As mentioned in the Bartender Journey Podcast #28 Vince is aging some Bourbon in a small wooden barrel. It's been in the barrel for 13 days now, and its time for a taste! Well...it tastes awesome!
This was the process:
I bought some Hudson Corn Whiskey while on a tour of Tuthilltown Distillery, along with a 1 liter oak barrel, which had been charred inside.
I filled the barrel and let it age for just 13 days. Because its such a small barrel, it picks up the flavor and color from the barrel very quickly.

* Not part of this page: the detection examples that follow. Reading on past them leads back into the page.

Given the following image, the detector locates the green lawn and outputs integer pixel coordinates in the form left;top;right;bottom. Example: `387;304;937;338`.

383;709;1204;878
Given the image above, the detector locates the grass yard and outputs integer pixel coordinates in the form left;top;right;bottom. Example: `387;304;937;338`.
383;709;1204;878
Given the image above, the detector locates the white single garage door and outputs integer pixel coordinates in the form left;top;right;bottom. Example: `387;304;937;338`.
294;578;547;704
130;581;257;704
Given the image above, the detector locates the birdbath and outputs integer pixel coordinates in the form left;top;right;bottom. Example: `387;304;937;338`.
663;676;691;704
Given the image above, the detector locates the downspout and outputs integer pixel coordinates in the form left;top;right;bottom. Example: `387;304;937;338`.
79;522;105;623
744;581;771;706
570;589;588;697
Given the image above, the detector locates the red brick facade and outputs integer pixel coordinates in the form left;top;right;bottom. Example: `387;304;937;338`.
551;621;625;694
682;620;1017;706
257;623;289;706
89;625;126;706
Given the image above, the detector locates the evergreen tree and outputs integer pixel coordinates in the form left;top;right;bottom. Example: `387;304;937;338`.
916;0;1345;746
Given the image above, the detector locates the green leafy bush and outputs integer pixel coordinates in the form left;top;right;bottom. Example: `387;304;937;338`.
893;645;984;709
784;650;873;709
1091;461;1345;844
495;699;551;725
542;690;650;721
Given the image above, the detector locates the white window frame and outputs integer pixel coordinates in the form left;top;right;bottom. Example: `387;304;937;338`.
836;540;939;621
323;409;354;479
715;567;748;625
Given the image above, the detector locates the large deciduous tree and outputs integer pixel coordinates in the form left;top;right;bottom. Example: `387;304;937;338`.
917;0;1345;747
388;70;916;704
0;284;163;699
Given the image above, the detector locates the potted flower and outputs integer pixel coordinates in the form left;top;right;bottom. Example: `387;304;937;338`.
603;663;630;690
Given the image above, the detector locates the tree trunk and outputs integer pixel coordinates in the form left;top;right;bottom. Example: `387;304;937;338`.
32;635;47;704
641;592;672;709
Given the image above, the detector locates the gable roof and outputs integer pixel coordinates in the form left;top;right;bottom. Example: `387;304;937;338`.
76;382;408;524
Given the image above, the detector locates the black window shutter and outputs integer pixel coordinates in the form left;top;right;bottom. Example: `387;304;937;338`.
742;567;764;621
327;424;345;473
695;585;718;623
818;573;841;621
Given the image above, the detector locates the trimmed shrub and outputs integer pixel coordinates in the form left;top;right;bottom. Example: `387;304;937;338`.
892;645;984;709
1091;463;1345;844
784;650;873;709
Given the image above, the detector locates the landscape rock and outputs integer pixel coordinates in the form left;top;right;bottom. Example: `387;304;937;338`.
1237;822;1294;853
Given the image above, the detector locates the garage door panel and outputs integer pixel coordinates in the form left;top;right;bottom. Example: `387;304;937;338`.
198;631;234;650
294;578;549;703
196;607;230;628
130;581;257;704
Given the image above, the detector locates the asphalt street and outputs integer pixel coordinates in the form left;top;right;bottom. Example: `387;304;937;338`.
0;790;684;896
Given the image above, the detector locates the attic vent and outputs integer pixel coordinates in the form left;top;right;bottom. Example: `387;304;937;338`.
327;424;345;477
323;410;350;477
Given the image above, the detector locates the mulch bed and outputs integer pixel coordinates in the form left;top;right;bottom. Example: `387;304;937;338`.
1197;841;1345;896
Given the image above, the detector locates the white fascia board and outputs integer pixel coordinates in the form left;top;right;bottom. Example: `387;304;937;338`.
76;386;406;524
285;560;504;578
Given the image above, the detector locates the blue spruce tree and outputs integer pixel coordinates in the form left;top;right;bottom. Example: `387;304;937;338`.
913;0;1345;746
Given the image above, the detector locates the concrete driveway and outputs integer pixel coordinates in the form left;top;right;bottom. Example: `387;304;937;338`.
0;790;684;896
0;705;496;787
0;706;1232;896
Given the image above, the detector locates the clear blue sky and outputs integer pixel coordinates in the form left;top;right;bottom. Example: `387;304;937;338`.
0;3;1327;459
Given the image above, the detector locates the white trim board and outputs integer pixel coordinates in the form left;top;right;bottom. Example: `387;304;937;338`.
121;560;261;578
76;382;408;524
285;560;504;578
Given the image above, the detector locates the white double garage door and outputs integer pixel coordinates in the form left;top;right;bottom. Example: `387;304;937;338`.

It does need a little more time in the barrel -- so far it has a light amber color, but not the deep rich color you expect from a bourbon. I'm sure the taste will continue to improve as well.
Whiskey, as all distilled spirits, comes off the still as a clear liquid. The color comes from the barrel, (at least thats the case with GOOD spirits - lesser products sometimes use artificial means to color the liquid).
The Corn Whiskey, otherwise known as Moonshine, is UN-aged whiskey. That is, whiskey bottled without ever being placed in wooden barrels. So, by taking this Corn Whiskey and aging it in the little oak barrel, it becomes Bourbon.
There are quite a few requirements for a whiskey to be legally classified as Bourbon. I don't pretend to be an expert on this, but you can read about it here. When I first started educating myself on this subject, the rule I found most interesting is that Bourbon must be aged in NEW white oak barrels. In other words, the barrels can only be used ONCE in the bourbon making process.
One big misconception about Bourbon is that it has to be produced it Tennessee. That is definitely not true, as Hudson Whiskey (produced in the Hudson Valley of New York), has proven.